We also saw that the T3 was impacted by the shortage of nitric acid. Has this shortage persisted in the fourth quarter and when do you expect its impact to subside?
Yes, there was an impact, especially in February, but now things have normalized when it comes to nitric acid.

You have recognized around Rs 631 crore as a termination fee in your third quarter earnings. We understand that Rs 180 crore has already been received in Q3 and the rest was expected to come in Q4. How much of this amount has already been committed?
We have received the full amount to date.

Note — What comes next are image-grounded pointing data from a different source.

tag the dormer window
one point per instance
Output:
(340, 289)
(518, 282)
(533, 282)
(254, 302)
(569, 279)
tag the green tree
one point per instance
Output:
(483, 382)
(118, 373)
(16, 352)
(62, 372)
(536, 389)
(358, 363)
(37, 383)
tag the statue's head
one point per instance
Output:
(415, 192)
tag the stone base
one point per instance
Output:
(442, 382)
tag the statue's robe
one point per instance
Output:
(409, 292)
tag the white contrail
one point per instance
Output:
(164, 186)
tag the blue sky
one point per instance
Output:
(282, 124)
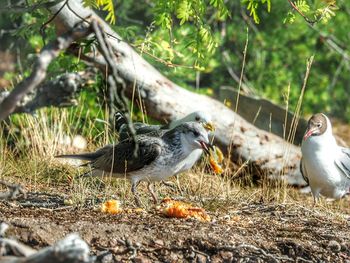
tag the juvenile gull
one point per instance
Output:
(325, 166)
(158, 130)
(158, 158)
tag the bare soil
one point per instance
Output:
(256, 232)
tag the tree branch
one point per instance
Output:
(48, 53)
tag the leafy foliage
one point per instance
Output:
(323, 13)
(253, 7)
(106, 5)
(185, 40)
(193, 13)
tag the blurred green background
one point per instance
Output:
(199, 54)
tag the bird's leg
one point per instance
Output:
(134, 191)
(316, 199)
(151, 190)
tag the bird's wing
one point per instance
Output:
(303, 171)
(120, 158)
(140, 128)
(343, 161)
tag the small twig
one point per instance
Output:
(129, 247)
(200, 253)
(114, 79)
(43, 27)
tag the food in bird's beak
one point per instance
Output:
(206, 146)
(209, 126)
(111, 207)
(178, 209)
(215, 159)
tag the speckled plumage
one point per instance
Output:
(158, 157)
(156, 130)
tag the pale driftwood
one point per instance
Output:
(266, 153)
(71, 249)
(14, 191)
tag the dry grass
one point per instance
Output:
(31, 163)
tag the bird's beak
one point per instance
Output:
(308, 133)
(209, 126)
(206, 147)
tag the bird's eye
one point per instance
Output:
(195, 133)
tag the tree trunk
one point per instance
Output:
(267, 153)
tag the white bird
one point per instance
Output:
(325, 166)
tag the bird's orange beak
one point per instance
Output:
(209, 126)
(206, 146)
(308, 133)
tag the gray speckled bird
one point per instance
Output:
(158, 130)
(158, 158)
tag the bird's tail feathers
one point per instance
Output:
(83, 156)
(120, 120)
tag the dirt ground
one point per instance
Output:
(255, 232)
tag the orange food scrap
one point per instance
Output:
(111, 207)
(178, 209)
(215, 165)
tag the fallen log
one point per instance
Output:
(71, 249)
(266, 153)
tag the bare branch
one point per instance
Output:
(48, 53)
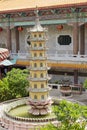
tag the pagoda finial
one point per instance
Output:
(37, 22)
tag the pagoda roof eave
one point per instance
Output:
(25, 9)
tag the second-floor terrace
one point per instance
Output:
(55, 60)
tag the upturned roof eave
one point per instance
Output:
(43, 8)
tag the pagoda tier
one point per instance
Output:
(39, 91)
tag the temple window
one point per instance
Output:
(39, 35)
(35, 96)
(41, 64)
(42, 85)
(35, 45)
(64, 40)
(41, 54)
(35, 85)
(35, 64)
(41, 75)
(35, 54)
(35, 75)
(42, 96)
(40, 44)
(35, 35)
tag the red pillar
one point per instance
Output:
(75, 38)
(9, 46)
(17, 39)
(75, 76)
(0, 73)
(82, 39)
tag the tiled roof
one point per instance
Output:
(9, 5)
(4, 53)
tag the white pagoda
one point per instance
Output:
(39, 98)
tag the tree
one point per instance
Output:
(18, 82)
(85, 84)
(14, 85)
(4, 90)
(68, 114)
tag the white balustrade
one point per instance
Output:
(69, 58)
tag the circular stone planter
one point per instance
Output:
(9, 121)
(65, 90)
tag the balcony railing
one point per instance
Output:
(69, 58)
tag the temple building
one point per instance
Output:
(67, 25)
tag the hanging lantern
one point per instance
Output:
(1, 29)
(60, 27)
(20, 28)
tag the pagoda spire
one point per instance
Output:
(37, 22)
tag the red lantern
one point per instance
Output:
(60, 27)
(1, 29)
(20, 28)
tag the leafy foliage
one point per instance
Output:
(85, 84)
(14, 84)
(68, 114)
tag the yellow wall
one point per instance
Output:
(38, 95)
(38, 84)
(38, 62)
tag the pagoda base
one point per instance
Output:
(40, 107)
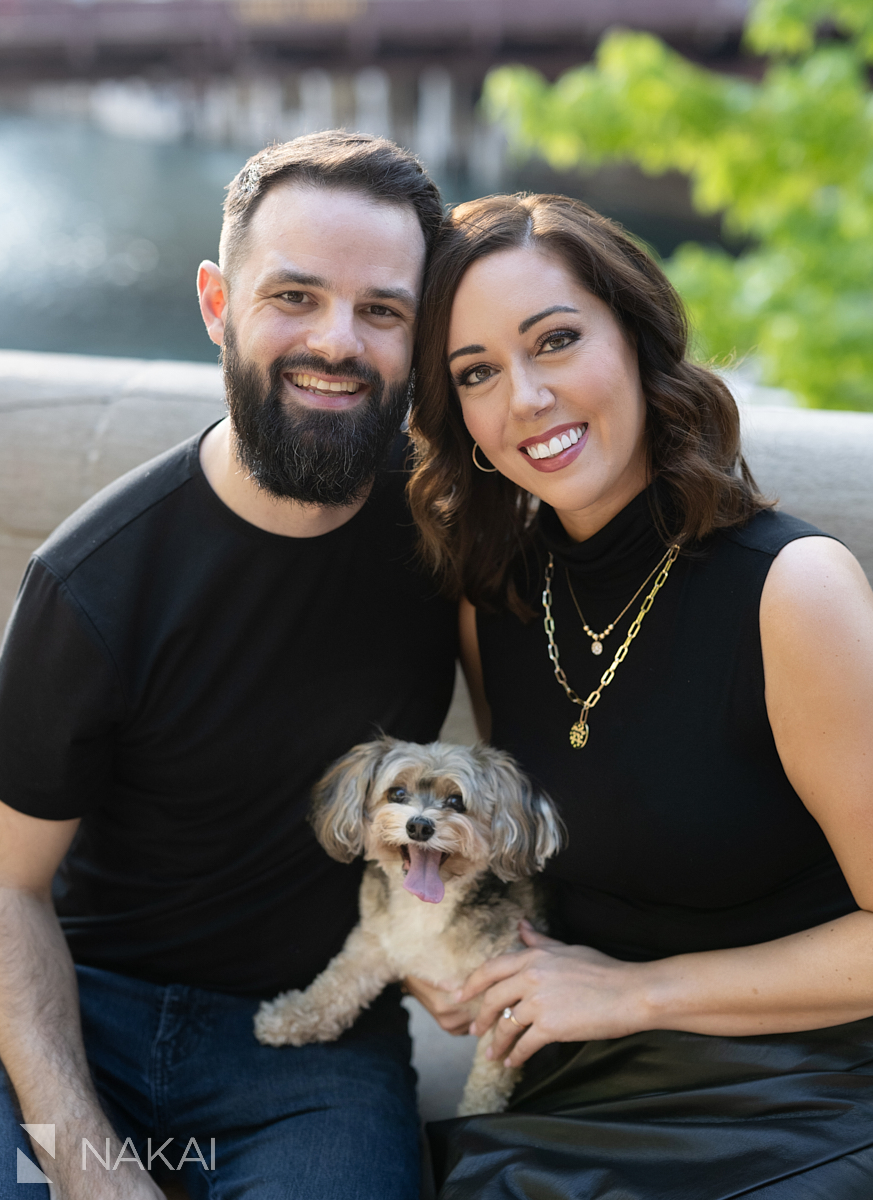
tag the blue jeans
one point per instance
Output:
(321, 1122)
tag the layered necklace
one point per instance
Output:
(578, 733)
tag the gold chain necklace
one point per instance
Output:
(597, 639)
(578, 733)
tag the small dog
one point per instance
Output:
(451, 835)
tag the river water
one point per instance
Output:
(101, 237)
(101, 232)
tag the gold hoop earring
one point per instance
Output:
(486, 471)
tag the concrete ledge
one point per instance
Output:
(70, 424)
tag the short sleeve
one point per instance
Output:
(60, 703)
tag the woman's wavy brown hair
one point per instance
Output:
(474, 525)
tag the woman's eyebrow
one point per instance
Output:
(529, 322)
(465, 349)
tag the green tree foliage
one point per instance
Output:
(788, 160)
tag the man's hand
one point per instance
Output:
(450, 1015)
(96, 1183)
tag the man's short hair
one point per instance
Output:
(333, 159)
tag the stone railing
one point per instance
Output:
(68, 425)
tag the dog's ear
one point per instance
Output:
(525, 826)
(339, 798)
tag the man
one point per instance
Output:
(187, 654)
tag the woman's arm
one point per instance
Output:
(817, 639)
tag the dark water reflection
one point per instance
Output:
(100, 239)
(101, 234)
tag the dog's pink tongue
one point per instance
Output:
(423, 876)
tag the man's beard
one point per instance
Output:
(315, 456)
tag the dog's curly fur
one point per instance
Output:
(479, 828)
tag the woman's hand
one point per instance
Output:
(449, 1014)
(558, 993)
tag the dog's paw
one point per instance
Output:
(287, 1020)
(488, 1089)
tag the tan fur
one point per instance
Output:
(505, 835)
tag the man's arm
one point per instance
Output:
(40, 1029)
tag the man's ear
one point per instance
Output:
(212, 292)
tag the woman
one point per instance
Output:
(690, 675)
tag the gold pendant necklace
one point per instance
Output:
(578, 733)
(597, 639)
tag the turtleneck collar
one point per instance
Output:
(614, 559)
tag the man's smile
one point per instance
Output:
(335, 393)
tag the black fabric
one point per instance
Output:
(179, 678)
(685, 833)
(676, 1116)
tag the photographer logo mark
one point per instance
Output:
(28, 1171)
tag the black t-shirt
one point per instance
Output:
(685, 832)
(179, 679)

Your margins on the specialty business were supported by fees received due to a canceled contract from an agrochemical giant. With the exception of this quarter, your margins have declined since the first quarter of FY22. How sustainable are your margins going forward?
Generally, the margin tends to vary with the percentage increase in commodity prices. Absolute EBITDA is the most correct method and as volume increases we expect absolute EBITDA to increase.

What about fuel prices and logistics, as this has seen a substantial increase? Last quarter, you managed to pass it on to customers. Have you taken any other price increases and have volumes been impacted accordingly?
Since fuel prices have increased significantly this year, we have also been able to pass these increases on to ocean freight. Usually we are able to pass it on to customers.

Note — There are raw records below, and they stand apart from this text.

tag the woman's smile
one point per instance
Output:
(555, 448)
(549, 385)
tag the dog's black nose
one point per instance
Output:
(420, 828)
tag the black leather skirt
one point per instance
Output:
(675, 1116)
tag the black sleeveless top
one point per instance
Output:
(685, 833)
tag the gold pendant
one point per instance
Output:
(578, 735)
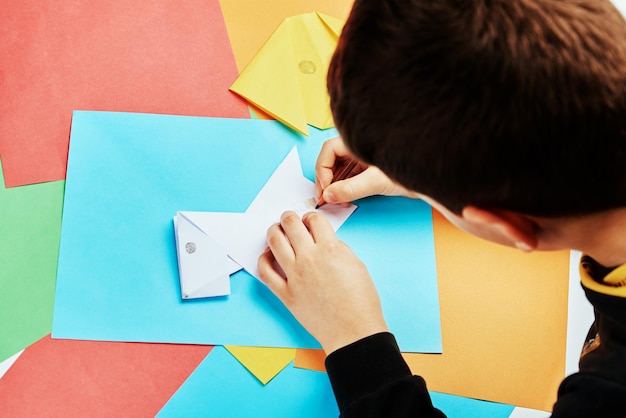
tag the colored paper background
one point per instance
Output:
(292, 393)
(128, 174)
(503, 316)
(153, 56)
(30, 227)
(250, 24)
(63, 378)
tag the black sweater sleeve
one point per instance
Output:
(371, 379)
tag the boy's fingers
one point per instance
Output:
(364, 184)
(295, 231)
(268, 274)
(318, 226)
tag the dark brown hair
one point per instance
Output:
(505, 104)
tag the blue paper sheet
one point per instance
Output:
(221, 387)
(127, 176)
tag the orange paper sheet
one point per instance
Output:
(503, 320)
(150, 56)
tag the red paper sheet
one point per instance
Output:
(151, 56)
(67, 378)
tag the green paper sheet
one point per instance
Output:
(30, 229)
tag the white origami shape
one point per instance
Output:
(208, 242)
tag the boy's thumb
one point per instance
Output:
(348, 190)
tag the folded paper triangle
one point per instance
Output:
(205, 241)
(287, 77)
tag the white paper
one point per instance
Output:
(243, 235)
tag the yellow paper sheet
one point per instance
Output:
(287, 77)
(250, 23)
(503, 320)
(263, 362)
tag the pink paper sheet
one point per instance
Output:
(150, 56)
(67, 378)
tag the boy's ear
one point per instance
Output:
(510, 228)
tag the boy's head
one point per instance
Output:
(503, 104)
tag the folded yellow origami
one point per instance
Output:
(287, 77)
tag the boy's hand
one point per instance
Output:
(368, 182)
(320, 280)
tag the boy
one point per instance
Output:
(507, 116)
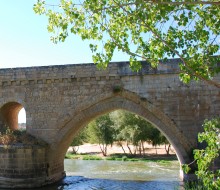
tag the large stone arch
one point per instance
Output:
(124, 100)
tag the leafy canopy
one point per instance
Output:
(206, 158)
(151, 30)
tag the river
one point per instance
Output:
(118, 175)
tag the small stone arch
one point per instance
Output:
(9, 115)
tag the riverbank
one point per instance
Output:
(92, 152)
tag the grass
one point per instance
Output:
(122, 157)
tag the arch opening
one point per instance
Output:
(124, 133)
(12, 116)
(125, 101)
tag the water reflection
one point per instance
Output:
(118, 175)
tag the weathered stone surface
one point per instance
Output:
(59, 100)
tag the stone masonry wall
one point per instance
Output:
(22, 165)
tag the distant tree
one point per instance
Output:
(101, 131)
(79, 139)
(166, 143)
(205, 158)
(135, 130)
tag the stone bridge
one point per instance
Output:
(59, 100)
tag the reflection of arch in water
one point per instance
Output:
(126, 101)
(9, 114)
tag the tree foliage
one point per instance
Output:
(144, 29)
(123, 127)
(101, 131)
(205, 158)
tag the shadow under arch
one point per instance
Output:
(9, 115)
(127, 101)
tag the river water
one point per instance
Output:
(118, 175)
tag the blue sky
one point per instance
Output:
(25, 42)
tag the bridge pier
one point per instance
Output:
(25, 167)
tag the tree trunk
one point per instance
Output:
(143, 148)
(129, 148)
(75, 150)
(103, 149)
(122, 147)
(167, 149)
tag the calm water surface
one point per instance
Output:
(118, 175)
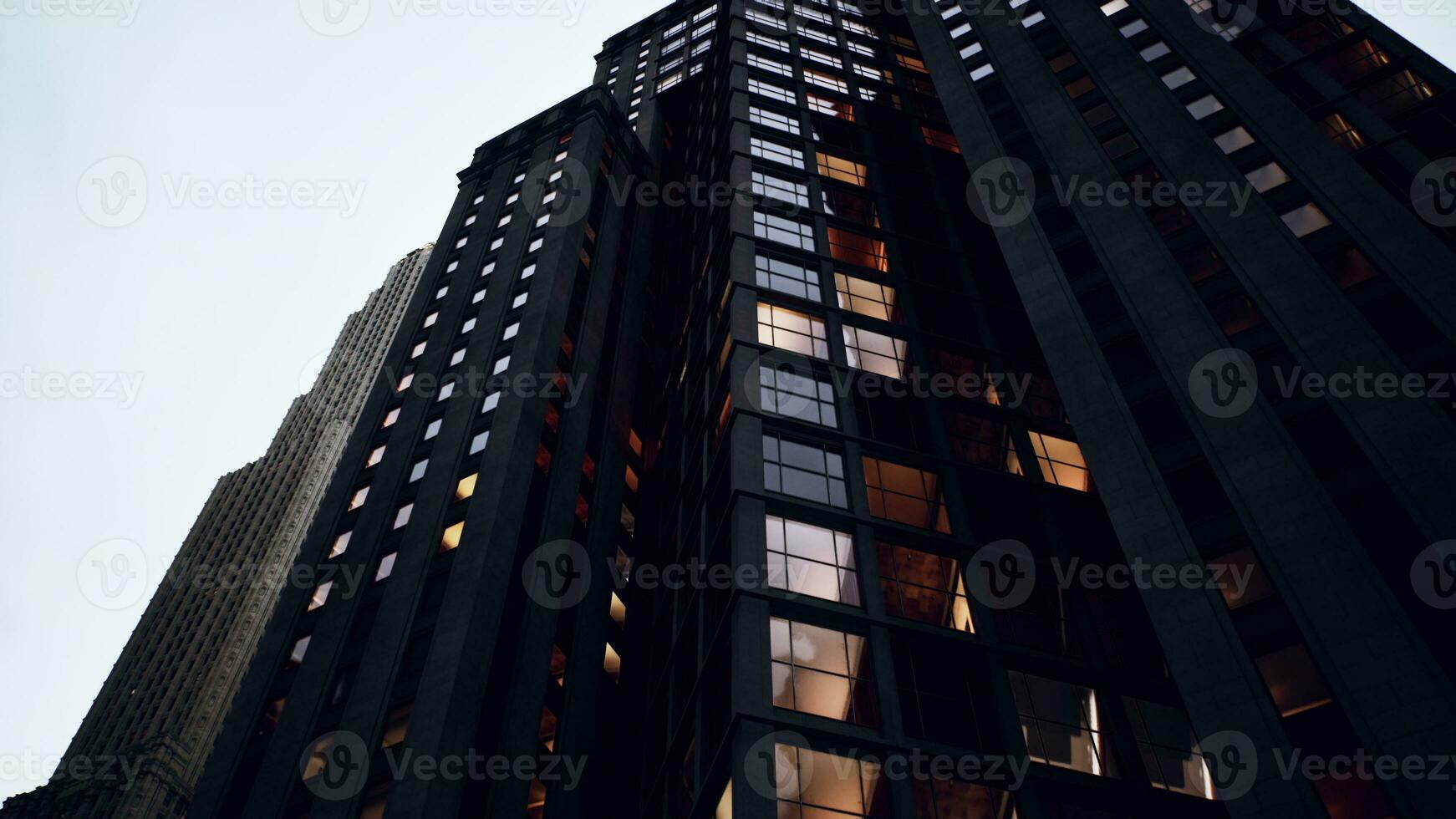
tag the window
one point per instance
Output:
(1267, 176)
(792, 331)
(386, 566)
(842, 169)
(1203, 106)
(842, 109)
(820, 671)
(812, 561)
(829, 786)
(772, 92)
(924, 587)
(826, 80)
(787, 277)
(858, 249)
(804, 471)
(867, 297)
(451, 537)
(1293, 679)
(1169, 748)
(906, 495)
(1061, 461)
(402, 516)
(1179, 78)
(321, 595)
(1305, 220)
(773, 151)
(1059, 722)
(773, 120)
(875, 353)
(1234, 140)
(782, 190)
(790, 394)
(784, 230)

What about your key plans for the second long-term supply agreement and the expansion of the pharmaceutical API intermediate? All of these were to be released in the fourth quarter. What is the update and what kind of additional revenue can we see?
Yes, we have already successfully commissioned our project for this second contract in this quarter and Pharma will also be commissioned by March, so it will be done and it will increase revenue in the future l ‘next year.

And what about new chemistries, new products, new R&D that you are considering? Can you give us a kind of segmental break?
We previously indicated that we expect to introduce around 40 new products in the chemical industry and around 50 new products in the pharmaceutical industry over the next two years. So these projects will be under construction in FY23. It will be on chlorotoluene and other newer chemicals.